Sam la mira con mucha sorpresa, pero en pocos segundos sus labios vuelven a curvarse hacia arriba y suelta una carcajada honesta y cansada que Gris no puede evitar contagiarse.

—Para tener un trabajo tan serio eres una payasa, extranjera.

Gris ríe un poco más fuerte. El dolor de sus músculos fatigados sufriendo pequeños espasmos debido a la risa hasta se le hace agradable; pero otra sensación más profunda le da una punzada aguda en su abdomen, y ella suelta un alarido de dolor al mismo tiempo que sus brazos rodean su estómago de manera instintiva.

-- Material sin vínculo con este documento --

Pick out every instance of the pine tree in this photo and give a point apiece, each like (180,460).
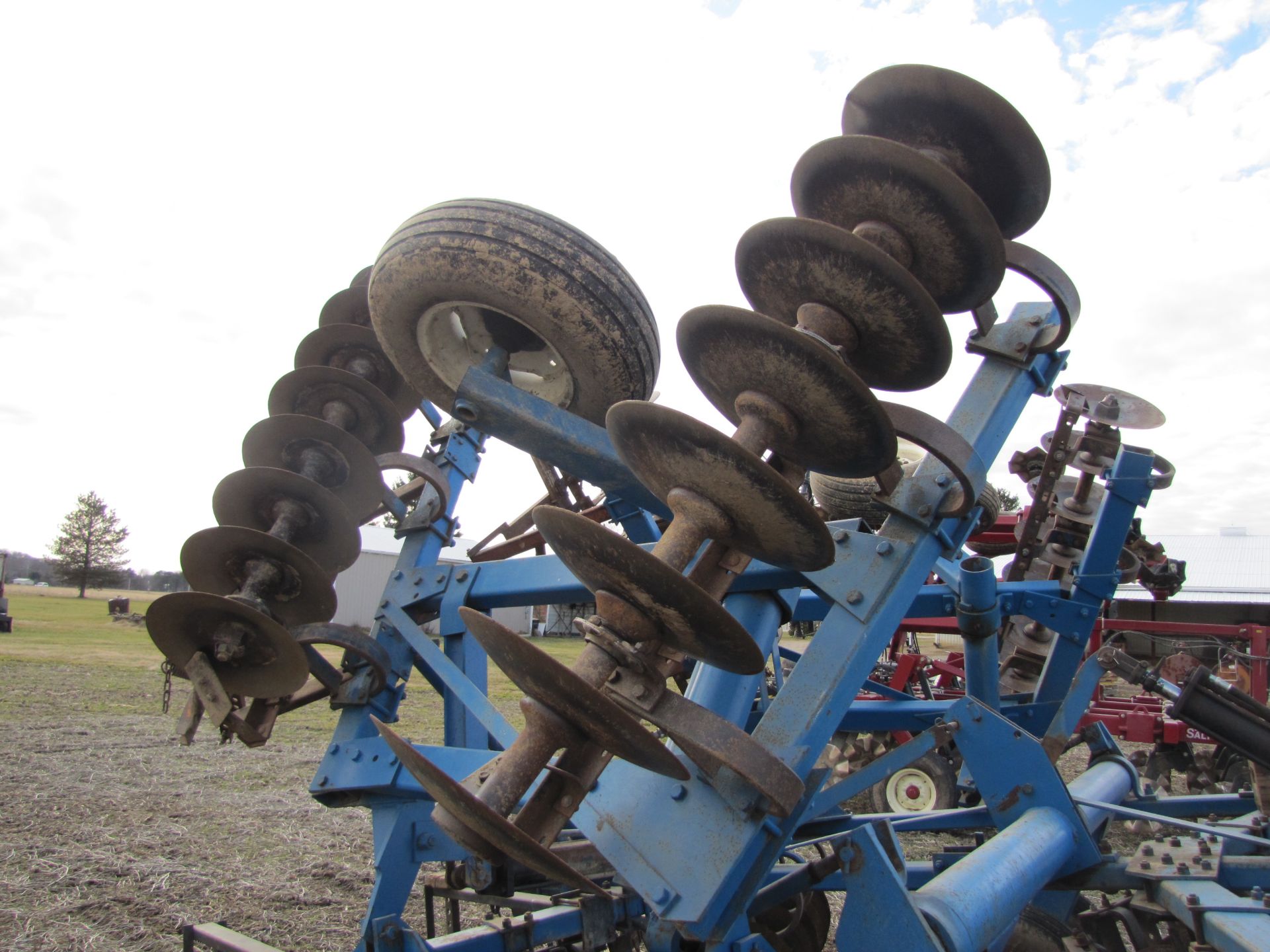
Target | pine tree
(89,549)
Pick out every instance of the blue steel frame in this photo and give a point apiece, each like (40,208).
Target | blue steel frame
(697,855)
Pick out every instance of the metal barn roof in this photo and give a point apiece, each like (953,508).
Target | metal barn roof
(1231,567)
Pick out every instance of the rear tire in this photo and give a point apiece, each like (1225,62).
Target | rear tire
(461,277)
(927,783)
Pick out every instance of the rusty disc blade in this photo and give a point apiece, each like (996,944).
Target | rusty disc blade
(347,306)
(581,705)
(271,666)
(686,617)
(216,560)
(1129,412)
(958,253)
(249,498)
(902,338)
(842,430)
(769,520)
(984,138)
(352,474)
(476,816)
(349,347)
(314,390)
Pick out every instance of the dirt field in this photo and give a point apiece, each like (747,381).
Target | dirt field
(112,836)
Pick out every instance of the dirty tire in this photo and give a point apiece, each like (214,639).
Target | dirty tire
(845,498)
(933,778)
(990,500)
(1037,932)
(578,328)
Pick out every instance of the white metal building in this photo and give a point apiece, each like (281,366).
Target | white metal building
(360,588)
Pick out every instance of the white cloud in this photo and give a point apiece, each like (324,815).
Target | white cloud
(190,188)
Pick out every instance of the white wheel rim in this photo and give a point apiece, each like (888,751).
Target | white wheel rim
(456,335)
(911,790)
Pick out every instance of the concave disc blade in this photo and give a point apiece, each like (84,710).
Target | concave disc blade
(347,306)
(310,389)
(339,346)
(842,430)
(959,255)
(476,816)
(550,683)
(248,498)
(271,666)
(988,141)
(280,442)
(685,616)
(667,450)
(902,338)
(215,560)
(1134,413)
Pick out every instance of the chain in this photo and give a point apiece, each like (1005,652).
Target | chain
(167,684)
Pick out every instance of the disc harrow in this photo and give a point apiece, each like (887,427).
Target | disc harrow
(287,524)
(1054,535)
(661,789)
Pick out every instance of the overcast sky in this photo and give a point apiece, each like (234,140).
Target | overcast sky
(183,186)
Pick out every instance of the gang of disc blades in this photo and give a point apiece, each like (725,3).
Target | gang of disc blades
(347,306)
(556,687)
(902,339)
(341,344)
(842,430)
(185,622)
(1134,413)
(685,616)
(310,389)
(248,498)
(959,255)
(480,819)
(988,143)
(215,560)
(769,520)
(280,442)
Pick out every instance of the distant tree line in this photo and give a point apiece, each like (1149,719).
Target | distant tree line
(28,567)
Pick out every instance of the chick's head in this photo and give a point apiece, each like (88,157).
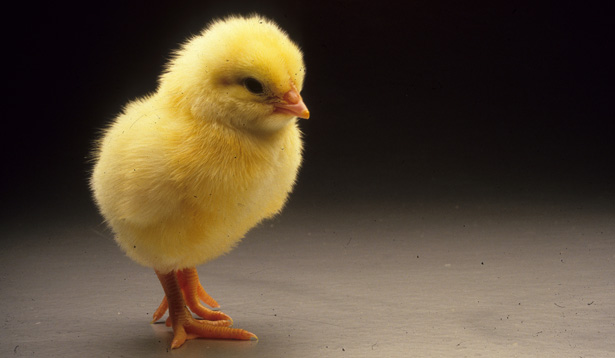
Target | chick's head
(241,72)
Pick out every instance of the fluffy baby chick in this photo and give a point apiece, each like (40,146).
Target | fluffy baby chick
(182,174)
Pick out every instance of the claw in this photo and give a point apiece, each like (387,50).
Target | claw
(180,318)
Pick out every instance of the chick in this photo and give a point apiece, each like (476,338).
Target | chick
(182,174)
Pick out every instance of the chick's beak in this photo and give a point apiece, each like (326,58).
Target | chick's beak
(292,104)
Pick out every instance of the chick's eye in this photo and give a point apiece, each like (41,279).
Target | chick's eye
(253,85)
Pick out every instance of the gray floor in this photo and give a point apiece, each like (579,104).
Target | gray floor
(447,278)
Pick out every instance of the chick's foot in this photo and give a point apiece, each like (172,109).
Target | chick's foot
(184,325)
(193,293)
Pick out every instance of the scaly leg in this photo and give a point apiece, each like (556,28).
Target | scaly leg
(193,293)
(184,325)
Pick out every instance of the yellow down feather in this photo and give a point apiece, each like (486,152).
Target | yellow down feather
(182,174)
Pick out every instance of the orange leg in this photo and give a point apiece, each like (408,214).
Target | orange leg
(193,293)
(184,325)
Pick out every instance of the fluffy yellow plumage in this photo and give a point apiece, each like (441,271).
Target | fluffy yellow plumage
(182,174)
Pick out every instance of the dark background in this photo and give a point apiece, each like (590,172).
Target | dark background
(420,101)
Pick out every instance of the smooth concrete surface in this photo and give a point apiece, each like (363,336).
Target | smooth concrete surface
(449,278)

—¿Qué pasa? ¿Estás bien? —pregunta Sam alarmado y lo tiene justo frente a ella en un santiamén—. Déjame ver.

Procede a desprender su campera rosa robada, pero Gris está muy nerviosa como para quejarse. Abrumada por la fragancia de la camiseta negra que Aion le prestó y que todavía lleva puesta, nota que su perfume ahora está impregnado en su piel y sus entrañas se apretujan con una extraña sensación de regodeo.

Sus músculos se estremecen de manera involuntaria cuando siente el leve contacto de sus fríos dedos contra su piel, y es como una cuidadosa e inocente caricia.

Él le sube la camiseta para poder revisarla, y ambos jadean preocupados cuando ven la importante cantidad de sangre empapada.

—Tienes una herida cortante y oblicua de cinco centímetros. No es profunda excepto en el extremo distal —murmura Aion. Sus ojos entrenados analizan el corte con escrupulosidad—. Probablemente te cortó un vidrio y no te diste cuenta. Por ahora servirán dos puntos en el área donde es más profunda y luego la cubriré con una venda —concluye, empezando a buscar suministros médicos.